Flavonoids are major secondary metabolites with multifunctional bioactivities and they are widely distributed in various parts of the plants. They are structurally diverse metabolites, and more than 10,000 structures have been reported. Flavonoids performed a variety of physiological and biological functions and mainly act as an antioxidant to prevent damage from the ROS generated during stress conditions. The plethora of functions of flavonoids is due to their locations in different cells and sub-cellular compartments, as well as their diversified chemical structures. Flavonoids are induced by various stresses such as abiotic and biotic stresses, and in turn prevent the oxidative damage caused by these stresses in plants. Moreover, as compared with other antioxidants such as ascorbate and tocopherols, the antioxidant role of flavonoids in plants has been less studied. Detailed studies should be carried out to explore the relevance of stress-induced flavonoids in an in planta environment.
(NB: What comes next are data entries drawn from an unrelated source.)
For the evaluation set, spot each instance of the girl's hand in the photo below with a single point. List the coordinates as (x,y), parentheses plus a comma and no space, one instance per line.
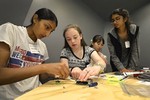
(75,73)
(89,71)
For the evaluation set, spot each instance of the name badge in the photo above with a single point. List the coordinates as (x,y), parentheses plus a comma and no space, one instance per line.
(33,48)
(127,44)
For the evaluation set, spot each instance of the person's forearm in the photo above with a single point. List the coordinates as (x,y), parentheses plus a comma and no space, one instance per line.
(11,75)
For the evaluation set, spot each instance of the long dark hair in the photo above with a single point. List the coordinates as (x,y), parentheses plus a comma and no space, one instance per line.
(46,14)
(98,39)
(76,27)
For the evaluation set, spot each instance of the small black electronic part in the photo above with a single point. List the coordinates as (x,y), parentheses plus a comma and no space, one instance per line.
(93,84)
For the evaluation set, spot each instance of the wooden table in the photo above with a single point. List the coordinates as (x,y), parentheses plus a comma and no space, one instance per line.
(69,90)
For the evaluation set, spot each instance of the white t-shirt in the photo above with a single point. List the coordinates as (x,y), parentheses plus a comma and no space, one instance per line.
(24,53)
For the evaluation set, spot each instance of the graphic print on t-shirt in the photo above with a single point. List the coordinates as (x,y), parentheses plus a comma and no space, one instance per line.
(21,58)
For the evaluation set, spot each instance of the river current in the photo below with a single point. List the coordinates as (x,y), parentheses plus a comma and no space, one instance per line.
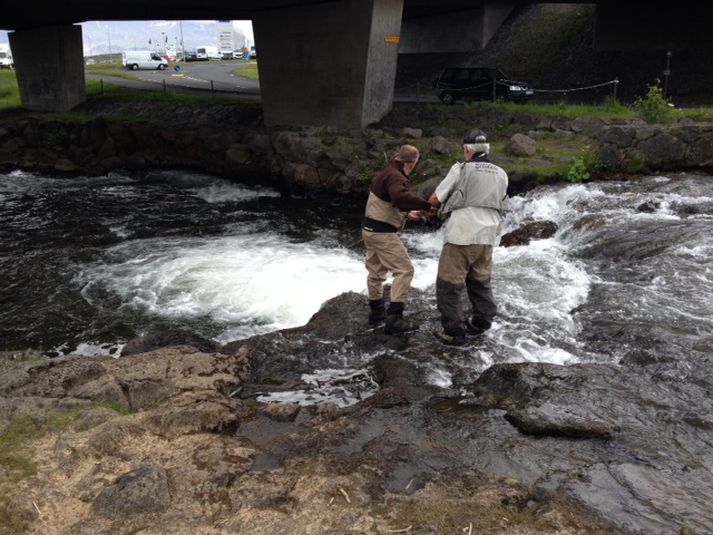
(88,263)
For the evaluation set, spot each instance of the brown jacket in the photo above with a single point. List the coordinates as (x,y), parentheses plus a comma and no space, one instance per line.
(389,196)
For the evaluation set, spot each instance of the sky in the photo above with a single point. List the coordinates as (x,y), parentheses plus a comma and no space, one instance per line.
(100,37)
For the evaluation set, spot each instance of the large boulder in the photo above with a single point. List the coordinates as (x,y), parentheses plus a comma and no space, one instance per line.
(522,145)
(662,151)
(144,490)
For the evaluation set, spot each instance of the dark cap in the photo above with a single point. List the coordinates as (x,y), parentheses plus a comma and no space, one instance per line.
(475,136)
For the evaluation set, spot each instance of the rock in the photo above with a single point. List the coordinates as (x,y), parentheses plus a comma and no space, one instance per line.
(411,133)
(145,344)
(13,145)
(522,145)
(561,124)
(618,136)
(536,230)
(701,152)
(550,419)
(136,161)
(107,150)
(593,127)
(64,165)
(563,133)
(281,412)
(441,145)
(662,151)
(237,153)
(144,490)
(544,124)
(644,132)
(648,207)
(93,418)
(305,175)
(611,157)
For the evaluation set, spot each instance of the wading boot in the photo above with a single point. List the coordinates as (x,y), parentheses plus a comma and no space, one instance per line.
(452,338)
(395,322)
(377,313)
(476,326)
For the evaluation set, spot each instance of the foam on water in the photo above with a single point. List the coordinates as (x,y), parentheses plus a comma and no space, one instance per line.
(248,283)
(222,191)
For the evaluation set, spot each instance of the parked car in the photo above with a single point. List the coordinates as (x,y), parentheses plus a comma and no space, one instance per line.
(191,55)
(142,59)
(479,83)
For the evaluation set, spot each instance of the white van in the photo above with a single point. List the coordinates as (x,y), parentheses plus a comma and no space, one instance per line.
(205,53)
(142,59)
(5,57)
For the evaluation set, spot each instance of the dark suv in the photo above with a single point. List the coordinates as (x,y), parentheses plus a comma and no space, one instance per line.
(479,83)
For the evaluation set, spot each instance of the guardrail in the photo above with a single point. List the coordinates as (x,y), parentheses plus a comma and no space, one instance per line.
(422,89)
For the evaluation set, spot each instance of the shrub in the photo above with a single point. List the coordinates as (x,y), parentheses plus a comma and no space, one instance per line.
(579,170)
(654,107)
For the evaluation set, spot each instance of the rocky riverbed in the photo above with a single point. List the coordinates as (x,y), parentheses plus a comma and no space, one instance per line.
(179,435)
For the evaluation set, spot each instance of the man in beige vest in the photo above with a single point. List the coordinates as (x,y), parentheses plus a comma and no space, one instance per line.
(390,203)
(472,199)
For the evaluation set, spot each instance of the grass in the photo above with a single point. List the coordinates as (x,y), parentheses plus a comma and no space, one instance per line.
(115,64)
(114,74)
(23,429)
(249,71)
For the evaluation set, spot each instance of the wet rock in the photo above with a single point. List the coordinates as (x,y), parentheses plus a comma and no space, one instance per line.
(662,151)
(64,165)
(107,150)
(536,230)
(144,490)
(411,133)
(136,161)
(57,377)
(617,135)
(237,153)
(281,412)
(441,145)
(648,207)
(550,419)
(521,145)
(145,344)
(611,156)
(701,152)
(112,163)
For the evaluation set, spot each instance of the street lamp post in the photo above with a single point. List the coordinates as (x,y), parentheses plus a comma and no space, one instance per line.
(667,73)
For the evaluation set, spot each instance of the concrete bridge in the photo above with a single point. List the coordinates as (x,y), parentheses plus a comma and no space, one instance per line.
(322,62)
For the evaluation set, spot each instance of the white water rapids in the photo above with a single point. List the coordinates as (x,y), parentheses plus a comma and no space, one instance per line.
(110,258)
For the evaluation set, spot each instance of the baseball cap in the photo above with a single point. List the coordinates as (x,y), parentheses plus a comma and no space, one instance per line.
(475,136)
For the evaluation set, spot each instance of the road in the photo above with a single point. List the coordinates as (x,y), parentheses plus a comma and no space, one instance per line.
(217,76)
(194,77)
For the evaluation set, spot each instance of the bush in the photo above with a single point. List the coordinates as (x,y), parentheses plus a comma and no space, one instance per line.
(654,107)
(578,170)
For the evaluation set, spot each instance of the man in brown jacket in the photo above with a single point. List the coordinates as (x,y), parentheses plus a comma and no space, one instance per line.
(390,203)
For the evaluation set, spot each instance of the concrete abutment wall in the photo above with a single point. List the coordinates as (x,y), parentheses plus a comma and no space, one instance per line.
(336,67)
(50,67)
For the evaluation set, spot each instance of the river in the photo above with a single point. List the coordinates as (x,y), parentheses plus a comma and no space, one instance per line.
(88,263)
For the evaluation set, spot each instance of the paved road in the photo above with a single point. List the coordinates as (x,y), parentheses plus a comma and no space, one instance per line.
(193,77)
(196,78)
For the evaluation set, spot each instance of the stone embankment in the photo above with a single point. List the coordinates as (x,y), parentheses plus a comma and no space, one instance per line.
(325,159)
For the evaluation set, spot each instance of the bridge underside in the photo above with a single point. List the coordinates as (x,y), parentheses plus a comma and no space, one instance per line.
(322,62)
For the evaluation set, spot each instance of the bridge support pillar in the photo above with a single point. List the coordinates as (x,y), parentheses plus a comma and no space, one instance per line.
(455,31)
(332,63)
(50,67)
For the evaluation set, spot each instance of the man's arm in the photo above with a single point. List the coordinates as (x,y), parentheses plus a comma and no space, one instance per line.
(445,187)
(403,199)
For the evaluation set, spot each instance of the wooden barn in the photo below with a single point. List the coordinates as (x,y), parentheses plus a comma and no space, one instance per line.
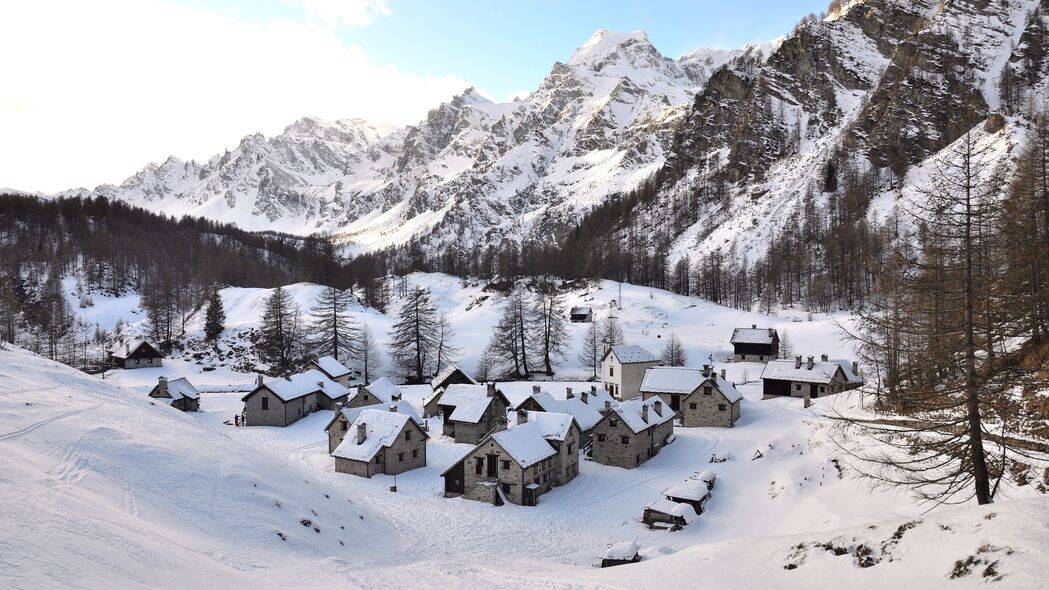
(754,343)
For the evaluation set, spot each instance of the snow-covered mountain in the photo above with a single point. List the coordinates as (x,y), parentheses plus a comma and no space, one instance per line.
(598,124)
(876,85)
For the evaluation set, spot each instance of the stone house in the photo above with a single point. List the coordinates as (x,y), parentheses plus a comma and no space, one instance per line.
(623,367)
(519,464)
(700,396)
(381,391)
(469,412)
(332,369)
(694,491)
(381,442)
(344,416)
(584,406)
(280,402)
(135,354)
(809,379)
(754,343)
(632,433)
(581,315)
(178,394)
(450,375)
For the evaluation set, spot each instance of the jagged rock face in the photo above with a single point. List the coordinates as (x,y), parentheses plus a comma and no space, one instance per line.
(473,171)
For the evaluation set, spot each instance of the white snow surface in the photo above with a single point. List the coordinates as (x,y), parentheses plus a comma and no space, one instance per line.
(382,428)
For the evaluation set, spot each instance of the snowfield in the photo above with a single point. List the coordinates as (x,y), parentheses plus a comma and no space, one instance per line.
(103,488)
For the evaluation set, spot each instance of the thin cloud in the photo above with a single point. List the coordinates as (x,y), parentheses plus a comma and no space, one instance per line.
(91,97)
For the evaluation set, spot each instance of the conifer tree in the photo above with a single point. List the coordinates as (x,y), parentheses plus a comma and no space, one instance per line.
(413,335)
(214,321)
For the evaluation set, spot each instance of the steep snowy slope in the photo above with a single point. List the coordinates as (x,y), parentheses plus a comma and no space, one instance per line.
(100,488)
(598,124)
(880,86)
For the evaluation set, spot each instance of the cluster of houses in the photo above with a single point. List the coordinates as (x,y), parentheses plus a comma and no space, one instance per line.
(623,423)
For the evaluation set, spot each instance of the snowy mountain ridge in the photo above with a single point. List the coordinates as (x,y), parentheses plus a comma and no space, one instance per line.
(598,124)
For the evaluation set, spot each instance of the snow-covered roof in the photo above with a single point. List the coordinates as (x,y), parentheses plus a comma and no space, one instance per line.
(447,372)
(622,550)
(332,366)
(692,488)
(554,426)
(630,413)
(586,414)
(821,372)
(305,383)
(469,401)
(124,350)
(384,390)
(847,369)
(675,508)
(684,380)
(351,413)
(752,336)
(182,387)
(525,443)
(381,429)
(632,353)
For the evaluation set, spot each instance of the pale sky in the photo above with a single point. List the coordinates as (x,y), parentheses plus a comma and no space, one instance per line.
(91,90)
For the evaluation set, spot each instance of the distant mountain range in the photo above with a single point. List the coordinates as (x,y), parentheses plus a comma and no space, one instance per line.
(877,84)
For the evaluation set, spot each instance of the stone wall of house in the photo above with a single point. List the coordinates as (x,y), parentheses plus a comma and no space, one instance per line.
(360,468)
(609,448)
(337,432)
(280,414)
(702,409)
(478,486)
(405,454)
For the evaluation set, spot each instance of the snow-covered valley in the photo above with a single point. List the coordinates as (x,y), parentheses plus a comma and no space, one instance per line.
(133,492)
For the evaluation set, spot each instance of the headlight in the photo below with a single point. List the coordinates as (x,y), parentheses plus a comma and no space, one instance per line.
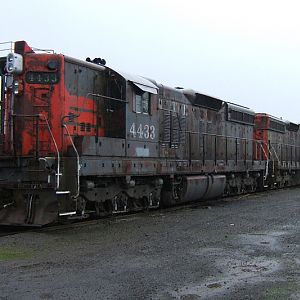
(17,87)
(14,63)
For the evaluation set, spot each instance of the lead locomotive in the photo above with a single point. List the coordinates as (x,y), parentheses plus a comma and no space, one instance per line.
(78,138)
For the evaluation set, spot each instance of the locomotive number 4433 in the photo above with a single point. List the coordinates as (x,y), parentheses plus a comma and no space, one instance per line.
(142,131)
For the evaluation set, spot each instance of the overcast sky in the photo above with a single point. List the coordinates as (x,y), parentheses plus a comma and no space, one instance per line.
(247,52)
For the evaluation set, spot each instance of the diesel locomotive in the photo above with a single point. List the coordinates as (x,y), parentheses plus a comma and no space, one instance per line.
(80,139)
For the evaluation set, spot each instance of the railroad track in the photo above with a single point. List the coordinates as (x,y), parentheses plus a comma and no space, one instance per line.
(206,204)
Several studies have indicated the antioxidant, antiproliferative, antitumor, anti-inflammatory and proapoptotic activities of flavonoids in animal systems. Most of the studies emphasized the antioxidant role of flavonoids against various stresses in plants. The interaction of flavonoids with the cellular signaling systems and their molecular targets remains elusive. Moreover, detailed molecular studies investigating the mechanisms behind the roles of flavonoids in response to biotic and abiotic stresses in plants should be carried out in order to uncover the potential usefulness of these compounds.